A melhor resposta até hoje é simples e direta, contudo pouco compreendida: o autoconhecimento.
Por que conhecermos a nós mesmos é colocado como solução de excelência? Porque o autoconhecimento nos dá direção! O ser humano almeja melhorar sua condição atual e mergulhar na felicidade. Se desejamos ser melhores amanhã, então é importante sabermos sempre o nível no qual nos encontramos hoje. Essa é uma tarefa que pode parecer fácil, porém nos enganamos. Ao refletirmos sobre nós mesmos, não é incomum acreditarmos saber pontuar claramente nossos defeitos. Somos capazes de fazer enormes listas contendo nossas necessidades de melhoria da personalidade, mas isso só será um bom exercício de autoconhecimento se dois requisitos básicos forem atendidos: a especificidade aliada à clareza e a forma como nos utilizaremos do resultado.

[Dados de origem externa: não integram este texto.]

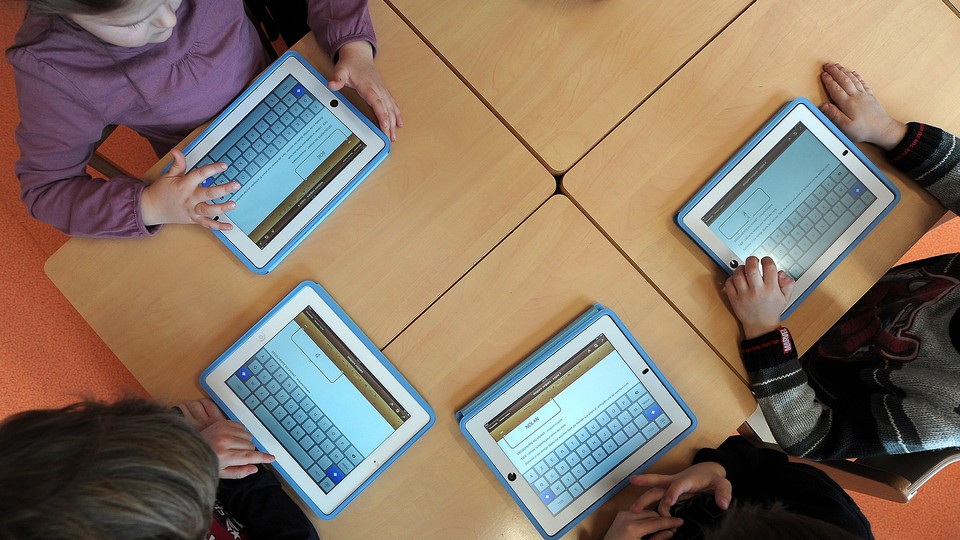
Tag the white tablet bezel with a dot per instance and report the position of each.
(216, 382)
(680, 422)
(693, 219)
(374, 145)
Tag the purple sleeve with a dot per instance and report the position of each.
(337, 22)
(58, 129)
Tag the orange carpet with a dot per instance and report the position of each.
(49, 356)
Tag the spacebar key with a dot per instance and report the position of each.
(283, 437)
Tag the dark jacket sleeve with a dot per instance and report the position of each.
(931, 157)
(802, 424)
(266, 512)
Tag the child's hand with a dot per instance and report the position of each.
(355, 69)
(232, 443)
(856, 111)
(178, 198)
(703, 477)
(758, 301)
(634, 526)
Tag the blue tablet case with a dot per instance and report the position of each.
(528, 365)
(798, 102)
(272, 263)
(368, 344)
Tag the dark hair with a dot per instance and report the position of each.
(773, 522)
(133, 469)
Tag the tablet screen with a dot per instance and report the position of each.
(284, 153)
(577, 424)
(792, 205)
(317, 399)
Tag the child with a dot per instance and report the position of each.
(136, 469)
(161, 67)
(886, 378)
(738, 491)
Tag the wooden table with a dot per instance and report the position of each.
(563, 73)
(551, 269)
(636, 180)
(456, 183)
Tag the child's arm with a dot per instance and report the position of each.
(344, 30)
(927, 154)
(802, 425)
(57, 133)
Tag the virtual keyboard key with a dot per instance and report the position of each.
(552, 476)
(593, 442)
(328, 446)
(326, 485)
(651, 430)
(251, 401)
(238, 387)
(353, 455)
(271, 403)
(613, 410)
(610, 445)
(334, 473)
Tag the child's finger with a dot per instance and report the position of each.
(646, 500)
(237, 471)
(769, 270)
(211, 409)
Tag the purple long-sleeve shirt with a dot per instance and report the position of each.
(71, 85)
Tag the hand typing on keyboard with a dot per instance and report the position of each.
(232, 443)
(176, 197)
(355, 69)
(758, 298)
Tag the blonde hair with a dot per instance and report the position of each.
(132, 469)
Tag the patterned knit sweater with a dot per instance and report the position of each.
(886, 378)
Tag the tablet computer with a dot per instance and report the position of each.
(564, 431)
(798, 191)
(296, 148)
(317, 394)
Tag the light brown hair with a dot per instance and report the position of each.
(132, 469)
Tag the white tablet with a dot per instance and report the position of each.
(317, 394)
(799, 191)
(296, 148)
(567, 434)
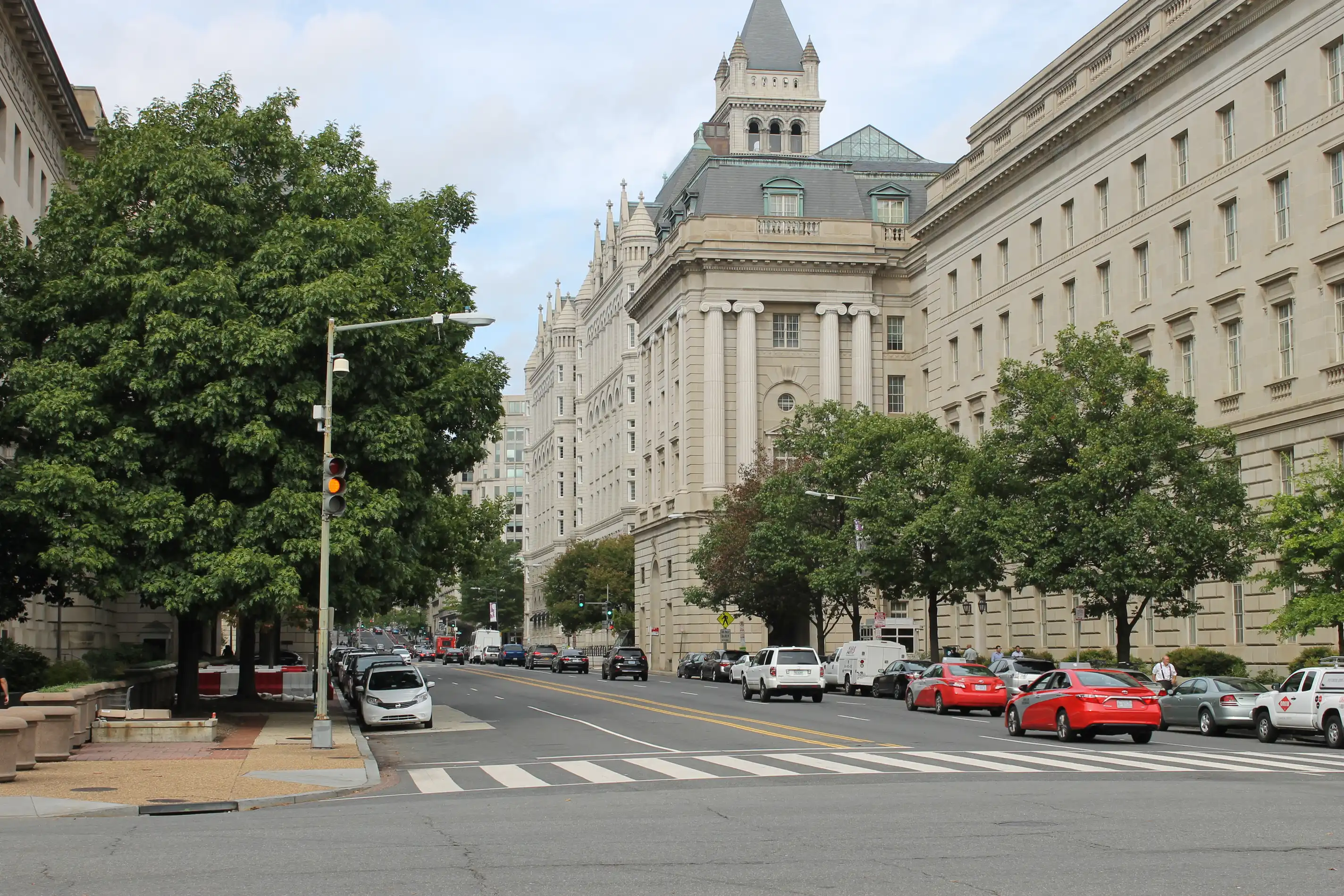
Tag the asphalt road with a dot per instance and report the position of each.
(678, 786)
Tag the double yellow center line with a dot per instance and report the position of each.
(755, 726)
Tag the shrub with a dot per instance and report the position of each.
(26, 668)
(1311, 657)
(1202, 662)
(64, 672)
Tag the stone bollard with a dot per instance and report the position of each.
(10, 730)
(27, 757)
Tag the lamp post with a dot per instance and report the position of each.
(338, 366)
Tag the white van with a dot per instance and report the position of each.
(858, 662)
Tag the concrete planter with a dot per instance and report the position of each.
(10, 729)
(27, 757)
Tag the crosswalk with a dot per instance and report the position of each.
(906, 762)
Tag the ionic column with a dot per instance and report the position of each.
(747, 381)
(830, 316)
(713, 476)
(861, 354)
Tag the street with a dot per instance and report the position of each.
(659, 787)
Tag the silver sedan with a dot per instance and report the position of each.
(1211, 703)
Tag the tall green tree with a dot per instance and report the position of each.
(164, 342)
(1305, 530)
(1118, 495)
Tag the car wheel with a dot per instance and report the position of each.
(1064, 730)
(1265, 730)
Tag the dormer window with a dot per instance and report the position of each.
(782, 198)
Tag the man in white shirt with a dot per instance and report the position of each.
(1164, 673)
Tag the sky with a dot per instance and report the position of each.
(539, 108)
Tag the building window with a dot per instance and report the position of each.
(1278, 104)
(1180, 151)
(1230, 248)
(1142, 268)
(1285, 339)
(896, 395)
(1187, 366)
(1227, 134)
(896, 334)
(1281, 224)
(1183, 253)
(1104, 286)
(1234, 356)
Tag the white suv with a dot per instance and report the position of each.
(784, 671)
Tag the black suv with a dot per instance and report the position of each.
(627, 662)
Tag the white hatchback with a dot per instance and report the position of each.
(397, 696)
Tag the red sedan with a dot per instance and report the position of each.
(958, 686)
(1085, 703)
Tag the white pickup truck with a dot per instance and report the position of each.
(1311, 702)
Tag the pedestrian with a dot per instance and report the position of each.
(1164, 673)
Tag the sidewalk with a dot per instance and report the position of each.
(257, 760)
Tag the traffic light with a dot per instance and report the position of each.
(334, 487)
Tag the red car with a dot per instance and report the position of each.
(1085, 703)
(958, 686)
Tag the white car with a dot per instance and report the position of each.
(395, 696)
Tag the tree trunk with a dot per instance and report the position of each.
(246, 653)
(189, 671)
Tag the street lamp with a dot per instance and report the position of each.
(339, 366)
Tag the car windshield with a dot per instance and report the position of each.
(1234, 686)
(395, 680)
(1108, 679)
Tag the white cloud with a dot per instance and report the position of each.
(542, 107)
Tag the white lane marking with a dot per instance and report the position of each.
(748, 766)
(896, 763)
(968, 761)
(593, 773)
(433, 781)
(824, 763)
(514, 777)
(671, 769)
(606, 731)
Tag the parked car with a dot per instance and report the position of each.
(897, 676)
(690, 665)
(1021, 672)
(1213, 704)
(958, 686)
(627, 662)
(718, 663)
(570, 662)
(1085, 703)
(395, 695)
(541, 654)
(784, 671)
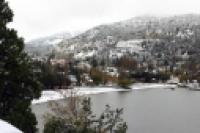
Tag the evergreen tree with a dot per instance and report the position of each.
(18, 85)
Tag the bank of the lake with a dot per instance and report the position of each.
(148, 110)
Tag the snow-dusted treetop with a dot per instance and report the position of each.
(5, 127)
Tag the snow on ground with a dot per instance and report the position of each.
(60, 94)
(138, 86)
(8, 128)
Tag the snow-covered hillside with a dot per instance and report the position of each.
(8, 128)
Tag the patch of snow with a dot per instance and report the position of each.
(60, 94)
(80, 91)
(5, 127)
(139, 86)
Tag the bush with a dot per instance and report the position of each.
(78, 117)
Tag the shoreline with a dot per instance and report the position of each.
(53, 95)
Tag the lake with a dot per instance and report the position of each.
(148, 110)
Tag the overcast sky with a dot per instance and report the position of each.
(37, 18)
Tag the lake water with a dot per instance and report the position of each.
(149, 110)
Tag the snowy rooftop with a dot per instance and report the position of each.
(5, 127)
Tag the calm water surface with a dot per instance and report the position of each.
(150, 110)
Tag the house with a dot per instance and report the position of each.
(112, 71)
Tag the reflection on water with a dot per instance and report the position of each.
(151, 110)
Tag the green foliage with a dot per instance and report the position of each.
(78, 118)
(97, 76)
(18, 83)
(54, 125)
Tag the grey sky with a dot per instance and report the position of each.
(37, 18)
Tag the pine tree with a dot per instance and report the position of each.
(18, 85)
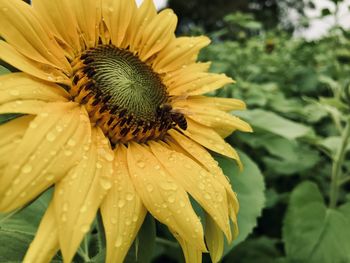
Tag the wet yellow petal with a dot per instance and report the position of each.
(79, 194)
(145, 13)
(214, 239)
(181, 52)
(191, 253)
(198, 182)
(222, 122)
(199, 83)
(20, 86)
(210, 139)
(53, 12)
(157, 34)
(122, 211)
(43, 71)
(203, 157)
(11, 134)
(162, 196)
(225, 104)
(88, 16)
(45, 154)
(23, 29)
(24, 106)
(117, 15)
(45, 244)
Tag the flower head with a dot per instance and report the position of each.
(115, 118)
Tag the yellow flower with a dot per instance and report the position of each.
(115, 119)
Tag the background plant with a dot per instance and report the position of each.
(294, 190)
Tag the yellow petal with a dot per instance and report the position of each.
(117, 15)
(214, 239)
(88, 16)
(222, 122)
(49, 148)
(79, 194)
(157, 34)
(199, 83)
(145, 13)
(225, 104)
(43, 71)
(202, 156)
(24, 106)
(52, 13)
(191, 253)
(23, 29)
(45, 244)
(181, 52)
(122, 211)
(11, 134)
(162, 196)
(198, 182)
(210, 139)
(20, 86)
(171, 79)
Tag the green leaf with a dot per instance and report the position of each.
(263, 248)
(13, 246)
(249, 186)
(313, 232)
(271, 122)
(146, 240)
(18, 229)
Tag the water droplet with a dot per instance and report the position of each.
(207, 196)
(129, 196)
(83, 209)
(50, 137)
(27, 169)
(105, 183)
(113, 220)
(50, 177)
(65, 207)
(14, 92)
(149, 188)
(68, 153)
(121, 203)
(118, 242)
(33, 125)
(141, 164)
(109, 157)
(171, 199)
(16, 181)
(64, 217)
(71, 142)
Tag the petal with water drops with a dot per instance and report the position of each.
(122, 210)
(49, 148)
(80, 193)
(23, 29)
(197, 181)
(167, 201)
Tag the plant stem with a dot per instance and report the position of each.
(337, 165)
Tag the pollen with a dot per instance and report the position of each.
(123, 96)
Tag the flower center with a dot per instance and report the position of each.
(123, 95)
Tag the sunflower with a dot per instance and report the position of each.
(114, 117)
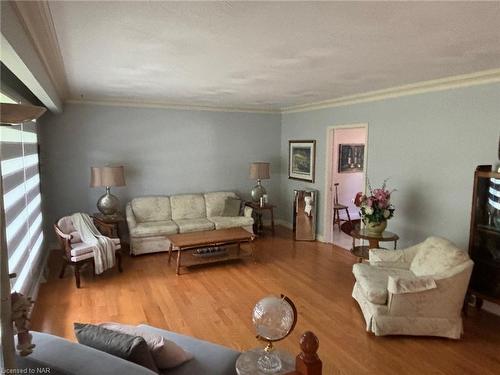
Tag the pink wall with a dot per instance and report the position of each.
(349, 183)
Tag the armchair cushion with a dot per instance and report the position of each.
(154, 228)
(373, 280)
(80, 248)
(437, 255)
(147, 209)
(400, 285)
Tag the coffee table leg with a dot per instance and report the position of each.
(169, 252)
(178, 261)
(272, 220)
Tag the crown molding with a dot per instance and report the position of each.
(453, 82)
(167, 105)
(36, 18)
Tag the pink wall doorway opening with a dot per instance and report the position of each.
(345, 172)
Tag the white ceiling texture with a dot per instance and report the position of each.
(267, 55)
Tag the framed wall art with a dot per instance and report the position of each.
(351, 158)
(301, 160)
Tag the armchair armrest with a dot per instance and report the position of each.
(389, 258)
(247, 211)
(132, 223)
(398, 285)
(445, 300)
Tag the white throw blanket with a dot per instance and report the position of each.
(104, 248)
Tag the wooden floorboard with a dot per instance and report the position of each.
(214, 303)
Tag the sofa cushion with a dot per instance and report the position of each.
(129, 347)
(437, 255)
(194, 225)
(373, 280)
(188, 206)
(154, 228)
(215, 202)
(151, 209)
(208, 358)
(222, 222)
(72, 358)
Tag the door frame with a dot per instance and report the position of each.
(329, 157)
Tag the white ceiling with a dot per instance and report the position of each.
(267, 55)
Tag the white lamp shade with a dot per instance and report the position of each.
(259, 170)
(107, 176)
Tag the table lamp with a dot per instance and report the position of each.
(259, 171)
(106, 177)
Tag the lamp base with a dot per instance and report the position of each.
(257, 192)
(108, 204)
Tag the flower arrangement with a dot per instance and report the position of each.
(376, 207)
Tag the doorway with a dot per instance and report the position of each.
(346, 164)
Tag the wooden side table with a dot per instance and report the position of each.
(109, 225)
(258, 210)
(362, 252)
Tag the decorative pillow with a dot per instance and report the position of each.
(231, 207)
(129, 347)
(166, 353)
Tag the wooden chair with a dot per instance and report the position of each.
(308, 362)
(337, 207)
(76, 253)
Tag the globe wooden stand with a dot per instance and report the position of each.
(308, 362)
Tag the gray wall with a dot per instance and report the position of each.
(164, 151)
(429, 146)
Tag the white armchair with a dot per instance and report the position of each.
(416, 291)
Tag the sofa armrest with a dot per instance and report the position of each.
(399, 285)
(389, 258)
(247, 211)
(132, 223)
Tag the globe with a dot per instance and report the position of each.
(274, 318)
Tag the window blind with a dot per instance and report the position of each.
(22, 204)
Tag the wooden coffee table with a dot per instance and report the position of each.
(186, 243)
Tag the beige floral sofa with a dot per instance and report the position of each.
(151, 219)
(416, 291)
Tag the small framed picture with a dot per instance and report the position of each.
(301, 160)
(351, 158)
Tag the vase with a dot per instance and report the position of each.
(375, 228)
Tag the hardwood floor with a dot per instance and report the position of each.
(214, 303)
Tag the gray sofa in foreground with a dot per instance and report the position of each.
(65, 357)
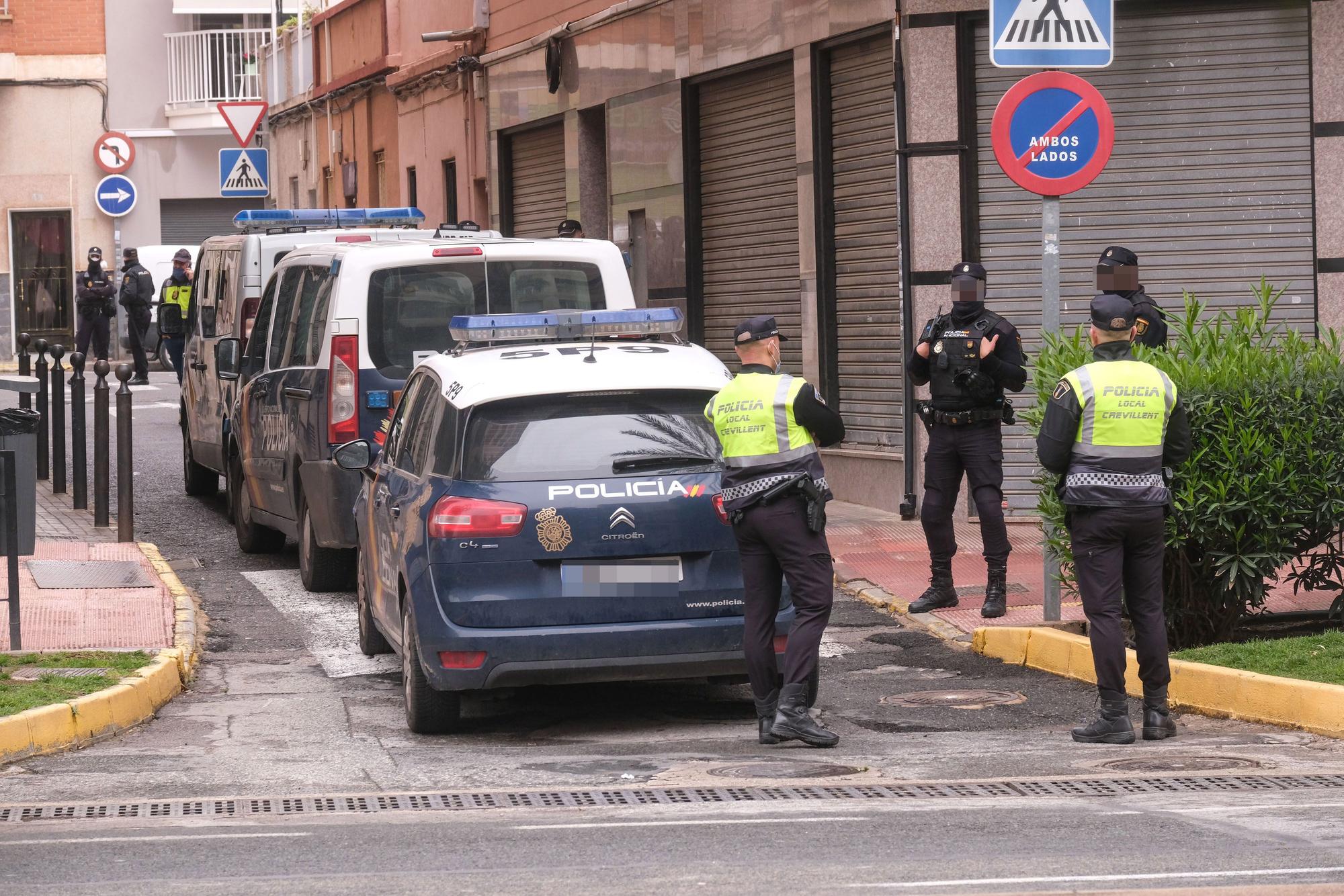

Não haveria efeito se elaborássemos uma lista completa com pontos a serem trabalhados e depois a engavetássemos. O autoconhecimento não é um exercício para ser encarado como mera ocupação do tempo, tendo uma listagem física ou mental como produto final. Se for assim, sempre teremos notas espalhadas pela casa e pouco resultado na vida. O autoconhecimento pressupõe um avaliação coerente de nós mesmos. Não é especular sobre desejos, sonhos, metas e objetivos; nem é relacionar todas as palavras conhecidas que representam defeitos e assumir sermos verdadeiramente imperfeitos e portadores de todos eles. Autoconhecer-nos nos torna capazes de diagnosticarmos exatamente onde estamos, o que já conquistamos e o que ainda nos falta.
O verdadeiro autoconhecimento anda de mãos dadas com a humildade. Se nós somos bons em algo, reconhecer isso não é vaidade[1]. Se ainda precisamos melhorar, reconhecer isso não é conformismo. Os aspectos nos quais nos destacamos são ferramentas úteis para nos dar segurança ao enfrentrarmos dificuldades. Os aspectos nos quais ainda falhamos nos indicam potencial crescimento, já que avançarmos em algo (ainda que só um singelo passo) é progresso.
De uma forma geral, todos nos reconhecemos egoístas e orgulhosos, em maior ou menor grau. Todavia, etiquetarmo-nos assim e carregarmos esse rótulo conosco pode não gerar nenhum resultado, mesmo se verdade. Para nos transformarmos em uma “versão aprimorada” de nós mesmos, exige-se conhecimento aprofundado e detalhado da nossa “versão atual”. Sabermos onde nos falta é um indicativo promissor para começarmos, do contrário, por onde iniciaríamos?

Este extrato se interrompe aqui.